IK MACH DASS SCHON JE$S (I'll take care of it, Je$s)
IK MACH DASS SCHON JE$S (I'll take care of it, Je$s), 1972
Acrylic, dispersion, and chalk on felt
122 1 /4 × 106 1 /4 inches (310.5 × 269.9 cm)
German artist Sigmar Polke (1941-2010) is widely considered to be one of the most influential painters of the postwar era. Characterized by an experimental approach to a wide variety of styles, media, and subject matter, Polke's work engages unconventional and diverse materials and techniques, as well as the use of ironic and humorous imagery, as strategies of social, political, and aesthetic critique.
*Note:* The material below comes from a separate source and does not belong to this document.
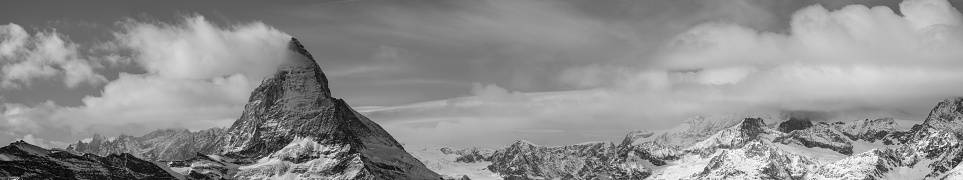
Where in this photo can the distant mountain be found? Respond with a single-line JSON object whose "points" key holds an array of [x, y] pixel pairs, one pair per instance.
{"points": [[160, 145], [291, 128], [742, 146], [20, 160]]}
In the early 1960s, Polke and German artists Manfred Kuttner, Konrad Lueg, and Gerhard Richter founded the Capitalist Realist movement, which addressed the context of postwar German capitalist culture through a uniquely humorous brand of pop art that depicted readily available consumer and petit-bourgeois imagery. As A.S. Byatt has written, Polke "began in the 1960s as a member of the group of German 'Capitalist Realists' opposed both to East German Socialist Realism and to American Pop's glossy celebration of modern materials. Polke's early works show a fascination, which is both deadpan and bizarrely exotic, with the objects and textures found in petit-bourgeois [culture]…not primarily to sneer, but to show nakedly those emotions to which they aspired…He knows that we live, like no previous culture, in a swarm of insistent man-made visual images—and he is more interested than repelled."1
The present painting depicts three male Hollywood archetypes—a cowboy, an armed militiaman, and a third figure in uniform—amidst indeterminate, casually applied swathes of paint. This large-scale work is executed on a ground of commercially available brown felt fabric, in lieu of traditional canvas. Here, Polke not only humorously pokes fun at Hollywood's glamorization of violence and the ubiquity of American pop culture, but also melds figuration and abstraction in his signature, elusive style. This work relates closely to two similarly large-scale works on fabric from 1972: Mao (The Museum of Modern Art, New York) and Alice im Wunderland; together, the three works are among the most iconic paintings of the 1970s by the artist, and herald the transition between his Capitalist Realist-inspired work and the utterly unconventional, layered canvases that would define his career in the subsequent decades. While these three paintings were originally created on traditional canvas stretchers, they were often hung by the artist in a free-hanging banner or curtain-like format, suspended by wooden poles. These works were included together in their banner format in one of Polke's first major retrospectives, at the Van Abbemuseum, Eindhoven, in 1976, and in Polke's first US solo exhibition, held at the Holly Solomon Gallery in New York in 1982. Later, Polke had Alice im Wunderland and IK MACH DASS SCHON JE$S re-stretched over traditional canvas stretchers.
1 A.S. Byatt, "Polke Dots," Tate Magazine 7 (September/October 2003), accessed March 15, 2016 [tate.org.uk context-comment/articles/polke-dots].